China's GDP Data of Q1 2019 - Q3 2020 Infographic: GT
More opportunities in 2021 To further enhance China's economic rebound next year, Chinese officials will likely discuss measures to broaden the application of monetary, fiscal, industrial and technological policies at the upcoming Central Economic Work Conference where the country's top officials will gather to settle policies and targets for next year, analysts said.
They forecast that apart from encouraging efforts to promote the dual-circulation development pattern, China will also promote demand-side structural reform, indicating that domestic firms will not only focus on demand from foreign markets, but should also take domestic demand into consideration.
According to Dong, the focus for China's economic work in the next year will be set around the tasks of stabilizing employment and expanding consumption.
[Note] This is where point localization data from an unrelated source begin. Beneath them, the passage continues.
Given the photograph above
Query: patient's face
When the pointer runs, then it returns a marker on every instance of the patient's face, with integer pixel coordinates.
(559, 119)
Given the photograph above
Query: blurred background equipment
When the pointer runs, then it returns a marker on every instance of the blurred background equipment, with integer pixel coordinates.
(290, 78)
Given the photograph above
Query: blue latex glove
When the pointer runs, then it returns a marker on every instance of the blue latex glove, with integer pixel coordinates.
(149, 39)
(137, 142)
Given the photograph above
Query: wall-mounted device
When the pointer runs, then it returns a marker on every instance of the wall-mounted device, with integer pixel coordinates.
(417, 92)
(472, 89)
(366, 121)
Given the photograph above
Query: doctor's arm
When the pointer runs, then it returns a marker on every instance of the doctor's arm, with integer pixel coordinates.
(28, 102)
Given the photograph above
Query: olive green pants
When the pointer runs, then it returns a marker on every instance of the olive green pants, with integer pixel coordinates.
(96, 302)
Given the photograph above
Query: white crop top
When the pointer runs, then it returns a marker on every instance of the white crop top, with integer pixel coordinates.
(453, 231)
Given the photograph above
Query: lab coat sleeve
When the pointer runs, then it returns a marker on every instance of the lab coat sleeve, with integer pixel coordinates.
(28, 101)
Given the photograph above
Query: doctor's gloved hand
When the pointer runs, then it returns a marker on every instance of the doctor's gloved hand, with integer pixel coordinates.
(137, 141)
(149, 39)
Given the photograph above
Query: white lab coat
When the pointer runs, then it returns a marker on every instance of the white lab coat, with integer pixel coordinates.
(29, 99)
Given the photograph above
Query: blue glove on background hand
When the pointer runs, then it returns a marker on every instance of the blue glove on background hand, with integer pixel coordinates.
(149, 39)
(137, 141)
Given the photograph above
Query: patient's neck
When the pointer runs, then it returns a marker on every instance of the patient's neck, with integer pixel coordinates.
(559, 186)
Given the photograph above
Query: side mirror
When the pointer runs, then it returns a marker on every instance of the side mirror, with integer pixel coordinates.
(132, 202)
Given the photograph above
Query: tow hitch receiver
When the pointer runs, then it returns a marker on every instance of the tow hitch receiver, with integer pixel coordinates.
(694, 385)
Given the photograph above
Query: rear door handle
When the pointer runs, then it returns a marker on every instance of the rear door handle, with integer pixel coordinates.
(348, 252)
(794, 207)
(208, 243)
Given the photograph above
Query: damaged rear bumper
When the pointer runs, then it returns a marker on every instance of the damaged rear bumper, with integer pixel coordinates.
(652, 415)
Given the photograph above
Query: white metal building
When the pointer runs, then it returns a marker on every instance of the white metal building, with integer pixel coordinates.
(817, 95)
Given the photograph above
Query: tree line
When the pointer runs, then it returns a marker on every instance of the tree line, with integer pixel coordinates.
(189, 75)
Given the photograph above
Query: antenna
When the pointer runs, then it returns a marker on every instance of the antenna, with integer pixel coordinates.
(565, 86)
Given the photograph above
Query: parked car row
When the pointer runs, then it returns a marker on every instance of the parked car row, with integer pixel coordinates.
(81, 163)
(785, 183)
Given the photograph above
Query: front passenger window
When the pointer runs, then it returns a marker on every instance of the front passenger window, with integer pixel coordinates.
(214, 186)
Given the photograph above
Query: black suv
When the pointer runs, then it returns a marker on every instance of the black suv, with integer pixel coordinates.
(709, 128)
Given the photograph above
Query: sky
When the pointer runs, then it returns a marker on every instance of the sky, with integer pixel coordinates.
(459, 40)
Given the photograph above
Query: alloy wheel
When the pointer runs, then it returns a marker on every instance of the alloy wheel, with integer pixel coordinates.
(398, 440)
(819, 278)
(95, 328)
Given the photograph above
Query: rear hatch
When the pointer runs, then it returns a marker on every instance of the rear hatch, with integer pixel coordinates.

Moreover, some current support policies will remain for the time being, because certain domestic industries, such as catering, have not fully bounced back to pre-pandemic levels despite the general faster-than-expected economic rebound.
Gao Liankui, a professor and a member of the academic committee at the EU Business School, predicted that officials will discuss issues like high-quality development and supply-side reforms at the economic work conference.
"China will likely use a mixture of monetary, fiscal and industrial policies to boost economic development, such as pushing 5G infrastructure construction and new infrastructure projects," Gao told the Global Times.
But in terms of the strength of policy stimulation, Lu Ting from Nomura told the Global Times that China has refrained from massive-scale stimulus policies because of fast export growth this year, and policies will become further "normalized" for 2021, meaning that they will be rolled out in a slow, moderate way.
With the existing upward trend of China's economic rebound, as well as the expected support from government policies, economists are generally upbeat about China's economic performance next year, despite challenges such as sporadic outbreaks of coronavirus and the complicated diplomatic relations China has with some overseas economies.
According to Gao, China's economic growth can be guaranteed in the long run as long as the government does not cut infrastructure investment and is not distracted from improving economic efficiency.
He predicted that China's economy will usher in "multiple" favorable conditions in 2021, such as a potential rebound in China-US trade and investment after president-elect Joe Biden assumes office, as well as a sizable rebound in private investment and consumption.
"China will have more opportunities than challenges in 2021," Gao said, adding that China's GDP will hopefully grow by more than 8 percent next year.
Lu also predicted that China's economy will receive an "evident boost" starting from the second quarter of 2021, when COVID-19 vaccines are expected to produce a marked effect on the pandemic situation.